Von Ungerechtigkeit und Verbitterung handelt auch Felix Mitterers Monolog „Sibirien“, der ab 2.01 im Haus der Dorfgemeinschaft in Albeins von der Salbei Bühne präsentiert wird, Regie führt Peter Mitterrutzner. Der alte Herr Aigner sitzt unfreiwillig in einem Pflegeheim. Die dortigen Zustände erinnern ihn an das sibirische Arbeitslager, in dem er während des Zweiten Weltkriegs untergebracht war. Mitterer zeigt hier auf das immer noch nicht gänzlich aufgearbeitete Grauen der Gulags, er thematisiert gleichzeitig aber auch das Tabuthema Pflegebedürftigkeit im Alter.

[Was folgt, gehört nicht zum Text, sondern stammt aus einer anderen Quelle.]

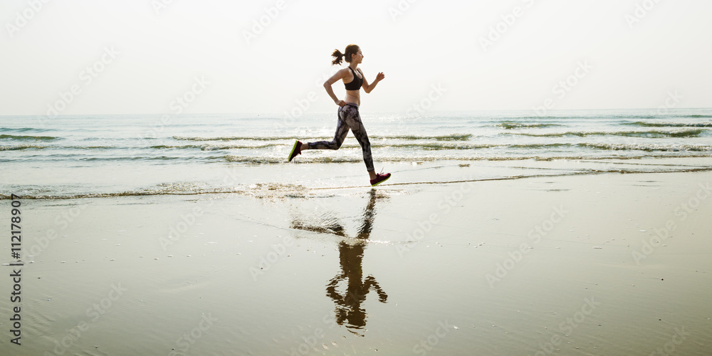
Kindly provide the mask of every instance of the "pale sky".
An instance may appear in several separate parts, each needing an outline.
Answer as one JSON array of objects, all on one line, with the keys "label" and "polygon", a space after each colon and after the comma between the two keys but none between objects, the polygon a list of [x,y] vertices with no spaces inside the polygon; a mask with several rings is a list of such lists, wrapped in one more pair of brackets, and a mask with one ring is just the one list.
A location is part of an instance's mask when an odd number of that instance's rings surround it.
[{"label": "pale sky", "polygon": [[709,0],[45,1],[0,2],[1,115],[330,111],[350,43],[362,110],[712,107]]}]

Unterdrückte Gefühle bespielen im Haus der Kultur in Schlanders die Bühne. Das von Stefanie Carp für das Theater adaptierte Stück „Das Gartenhaus“ (18.01, am 19.01 im Forum Brixen) – nach dem Roman des mehrmals preisgekrönten Schweizer Schriftstellers Thomas Hürlimann – handelt von der latenten Zermürbung zweier Menschen, die fast ihr ganzes Leben miteinander verbracht haben. Der Tod des Sohnes löst bei einem alten Ehepaar einen Konflikt aus. Jeder bewältigt seine Trauer auf unterschiedliche Weise und der täglich stattfindende Gang zum Grab wird zum Spießrutenlauf, der von Hürlimann mit einer dezenten Prise Humor unterlegt wird. Regisseur Peter Carp inszeniert mit dem Theater Freiburg ein tragikomisches Stück über die Liebe und das Loslassen.
Von tragikomisch zu urkomisch wechseln wir mit dem Carambolage Bozen. Die zweisprachige Komödie „Wer ohne Sünde ist…“ (ab 3.01) von Brigitte Knapp und Christian Mair karikiert unsere multikulturelle Gesellschaft. Der 10-jährige Mohamed Ibrahim hat ein Fenster eingeschlagen und wird von der Mutter, dem Schuldirektor, dem Schuldiener und einer Lehrerin verhört. Dabei kommen interessante Fakten zutage. Hat unser eigenes Glashaus vielleicht mehr Löcher, als wir vermuten? Beim Improtheater „Schuld und Bühne“ (29.01) darf das Publikum hingegen einen Mord in Auftrag geben! Ganz im Sinne Dostoevskijs wird die Reue aber nicht lange auf sich (und auf den Richter) warten lassen.
Reue sollte wohl auch Herr K. zeigen, nur wofür? Das Theater in der Altstadt Meran zeigt mit Kafkas „Der Prozess“ (ab 15.01) einen Klassiker der Weltliteratur in der Bühnenfassung von Ruth Bader und Johannes Schmid, Torsten Schilling führt Regie. Die Hilflosigkeit treibt Herr K. ins Delirium, Misstrauen und Verfolgungswahn bestimmen sein Leben. Wird er dem Teufelskreis jemals entkommen? Ein Klassiker, der immer wieder zu überraschen vermag.